Second: Reviving the PLO, taking it out of intensive care, and rebuilding it so that it truly becomes, both in word and deed, the sole legitimate representative of the Palestinian people in all their political and social diversity, and the highest political authority. The Palestinian Authority should function as one of its instruments, not “the daughter that devoured her own mother.”
Third: Separating Fatah from the Palestinian Authority so that Fatah can reclaim its role as a national liberation movement rather than remaining a ruling party. The continued overlap between the two has harmed both the movement and the political system alike.

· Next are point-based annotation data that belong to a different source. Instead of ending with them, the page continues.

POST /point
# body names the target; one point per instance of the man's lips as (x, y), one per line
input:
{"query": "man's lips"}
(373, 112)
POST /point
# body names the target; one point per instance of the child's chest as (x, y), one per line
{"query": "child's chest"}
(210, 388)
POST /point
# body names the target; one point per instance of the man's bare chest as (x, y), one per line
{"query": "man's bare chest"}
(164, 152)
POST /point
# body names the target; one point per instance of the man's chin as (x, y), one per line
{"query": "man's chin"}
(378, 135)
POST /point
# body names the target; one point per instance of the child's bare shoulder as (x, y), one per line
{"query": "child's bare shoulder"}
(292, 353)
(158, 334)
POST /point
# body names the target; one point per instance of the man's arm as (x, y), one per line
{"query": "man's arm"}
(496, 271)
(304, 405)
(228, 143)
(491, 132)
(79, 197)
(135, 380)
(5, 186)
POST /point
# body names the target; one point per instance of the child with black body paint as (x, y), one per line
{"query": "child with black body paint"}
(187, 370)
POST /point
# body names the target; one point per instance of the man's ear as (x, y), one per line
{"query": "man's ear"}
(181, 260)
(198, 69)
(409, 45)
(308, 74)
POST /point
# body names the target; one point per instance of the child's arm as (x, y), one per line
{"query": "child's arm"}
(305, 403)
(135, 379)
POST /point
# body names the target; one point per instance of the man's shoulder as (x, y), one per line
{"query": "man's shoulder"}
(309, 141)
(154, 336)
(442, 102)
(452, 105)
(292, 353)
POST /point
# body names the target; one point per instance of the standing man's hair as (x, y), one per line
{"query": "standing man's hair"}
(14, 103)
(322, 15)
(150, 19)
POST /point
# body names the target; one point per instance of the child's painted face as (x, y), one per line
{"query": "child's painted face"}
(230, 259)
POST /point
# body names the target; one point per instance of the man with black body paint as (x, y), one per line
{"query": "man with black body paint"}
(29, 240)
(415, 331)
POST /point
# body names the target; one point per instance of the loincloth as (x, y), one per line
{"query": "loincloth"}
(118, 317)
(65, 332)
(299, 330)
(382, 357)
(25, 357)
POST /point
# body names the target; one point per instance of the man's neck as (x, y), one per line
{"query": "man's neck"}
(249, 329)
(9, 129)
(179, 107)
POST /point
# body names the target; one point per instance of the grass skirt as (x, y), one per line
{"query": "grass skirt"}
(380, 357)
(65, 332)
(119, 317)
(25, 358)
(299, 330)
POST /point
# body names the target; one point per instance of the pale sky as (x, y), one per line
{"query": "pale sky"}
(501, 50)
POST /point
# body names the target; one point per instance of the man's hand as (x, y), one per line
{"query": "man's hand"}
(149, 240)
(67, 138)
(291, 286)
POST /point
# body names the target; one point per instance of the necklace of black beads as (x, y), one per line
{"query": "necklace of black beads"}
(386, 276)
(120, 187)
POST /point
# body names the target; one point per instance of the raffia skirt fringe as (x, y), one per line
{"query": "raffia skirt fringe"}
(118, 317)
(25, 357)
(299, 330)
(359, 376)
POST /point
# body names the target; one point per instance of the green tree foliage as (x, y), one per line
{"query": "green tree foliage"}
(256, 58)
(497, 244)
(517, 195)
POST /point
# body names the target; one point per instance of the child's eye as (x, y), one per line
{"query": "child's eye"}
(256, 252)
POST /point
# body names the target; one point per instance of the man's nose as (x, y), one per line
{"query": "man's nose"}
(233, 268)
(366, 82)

Fourth: Not sidestepping legislative and presidential elections, and holding them as soon as possible. Restricting elections to the Palestinian National Council alone raises red flags and suggests an attempt to rig the outcome in advance, assuming elections are even held at all, by moving toward appointing most of the diaspora quota in the Council.
Fifth: Developing a plan for steadfast resilience based on a “resistance economy” rather than a free-market model, one that ensures the Palestinian cause remains alive and the people remain on their land. It should also embrace a form of popular resistance whose costs are sustainable, capable of rallying broad public support, and able to achieve tangible gains. In this context, boycotting Israel, imposing isolation and sanctions on it, and stripping it of legitimacy become especially important.

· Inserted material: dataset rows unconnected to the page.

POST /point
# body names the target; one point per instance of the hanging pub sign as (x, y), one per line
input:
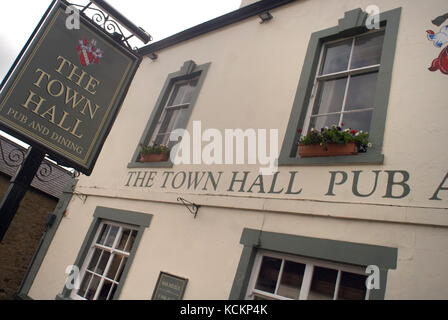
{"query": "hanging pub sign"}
(66, 89)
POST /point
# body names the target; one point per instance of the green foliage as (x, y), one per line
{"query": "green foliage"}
(154, 149)
(336, 134)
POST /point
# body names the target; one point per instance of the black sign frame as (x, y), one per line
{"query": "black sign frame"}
(161, 289)
(87, 164)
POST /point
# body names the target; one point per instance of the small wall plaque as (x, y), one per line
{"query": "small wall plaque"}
(169, 287)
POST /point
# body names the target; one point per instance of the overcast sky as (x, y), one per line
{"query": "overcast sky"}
(160, 18)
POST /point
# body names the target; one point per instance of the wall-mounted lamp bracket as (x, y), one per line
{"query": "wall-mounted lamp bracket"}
(265, 16)
(192, 207)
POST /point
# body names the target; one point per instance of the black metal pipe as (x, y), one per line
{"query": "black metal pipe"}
(136, 31)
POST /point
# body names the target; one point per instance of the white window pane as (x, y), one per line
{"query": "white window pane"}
(112, 272)
(90, 294)
(103, 234)
(168, 121)
(336, 56)
(162, 139)
(323, 284)
(94, 261)
(178, 94)
(111, 237)
(131, 241)
(120, 272)
(190, 90)
(352, 286)
(330, 96)
(361, 92)
(85, 284)
(267, 278)
(367, 50)
(291, 280)
(123, 239)
(358, 120)
(181, 117)
(324, 121)
(103, 262)
(105, 289)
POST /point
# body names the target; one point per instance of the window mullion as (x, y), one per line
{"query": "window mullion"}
(348, 82)
(98, 289)
(279, 276)
(306, 283)
(313, 93)
(336, 288)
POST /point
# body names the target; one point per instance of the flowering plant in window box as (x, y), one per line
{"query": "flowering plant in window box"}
(154, 153)
(333, 141)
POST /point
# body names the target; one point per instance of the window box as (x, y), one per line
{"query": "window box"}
(153, 157)
(346, 78)
(331, 149)
(171, 112)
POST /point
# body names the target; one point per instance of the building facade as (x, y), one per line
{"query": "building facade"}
(32, 219)
(218, 223)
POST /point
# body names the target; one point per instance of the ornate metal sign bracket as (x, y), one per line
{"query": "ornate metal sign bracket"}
(112, 22)
(192, 207)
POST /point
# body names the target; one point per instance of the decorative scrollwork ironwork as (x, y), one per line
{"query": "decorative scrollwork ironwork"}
(14, 158)
(105, 22)
(45, 171)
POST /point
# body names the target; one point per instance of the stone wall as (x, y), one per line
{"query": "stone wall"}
(22, 238)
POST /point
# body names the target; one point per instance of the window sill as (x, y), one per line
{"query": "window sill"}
(140, 165)
(365, 158)
(61, 297)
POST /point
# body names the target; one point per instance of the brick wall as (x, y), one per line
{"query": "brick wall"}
(22, 238)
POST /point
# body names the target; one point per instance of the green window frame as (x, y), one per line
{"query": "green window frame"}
(140, 221)
(188, 71)
(352, 24)
(350, 253)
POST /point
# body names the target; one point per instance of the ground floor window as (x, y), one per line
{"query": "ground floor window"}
(104, 264)
(287, 277)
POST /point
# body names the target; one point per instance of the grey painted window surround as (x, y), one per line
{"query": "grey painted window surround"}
(141, 220)
(188, 71)
(352, 24)
(330, 250)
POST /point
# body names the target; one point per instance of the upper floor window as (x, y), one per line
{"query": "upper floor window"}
(286, 277)
(104, 265)
(175, 111)
(345, 82)
(172, 111)
(345, 85)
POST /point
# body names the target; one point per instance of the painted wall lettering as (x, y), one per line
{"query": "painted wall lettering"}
(440, 188)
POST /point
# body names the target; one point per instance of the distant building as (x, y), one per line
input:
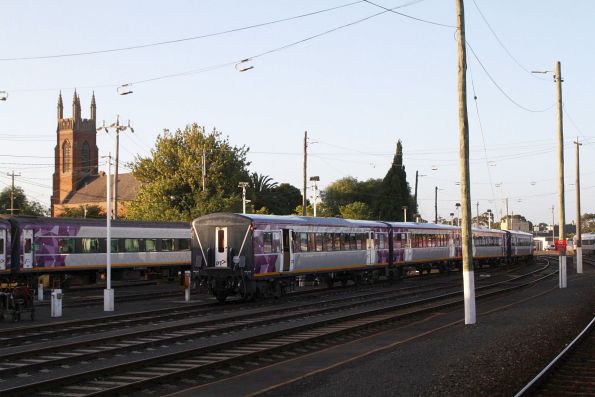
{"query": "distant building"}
(76, 181)
(515, 222)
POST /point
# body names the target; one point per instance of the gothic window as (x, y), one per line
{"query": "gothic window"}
(85, 157)
(66, 157)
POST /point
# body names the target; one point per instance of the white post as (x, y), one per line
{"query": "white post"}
(108, 293)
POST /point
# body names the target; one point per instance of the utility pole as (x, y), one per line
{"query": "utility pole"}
(304, 209)
(561, 216)
(579, 248)
(12, 192)
(117, 128)
(108, 292)
(435, 204)
(243, 185)
(468, 274)
(204, 167)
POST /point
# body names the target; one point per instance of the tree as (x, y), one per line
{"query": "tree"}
(283, 199)
(356, 210)
(259, 189)
(171, 178)
(89, 211)
(588, 223)
(22, 205)
(395, 191)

It is also important that voting at the conference be conducted by secret ballot, and even more importantly, that the vote counting be transparent and public in order to minimize, as much as possible, the likelihood of fraud.
Last but not least, one cannot ignore the fact that the conference appears to have been carefully engineered in a way many believe is designed to guarantee predetermined outcomes, or at best keep things exactly as they are. This includes the fact that several members of the preparatory committee, which was responsible for organizing the conference and selecting many of its participants, are themselves candidates for the Revolutionary Council and Central Committee. That represents a fundamental conflict of interest that undermines the conference’s legitimacy and integrity.
Even so, if the results turn out to be positive contrary to my expectations, I would be very pleased indeed.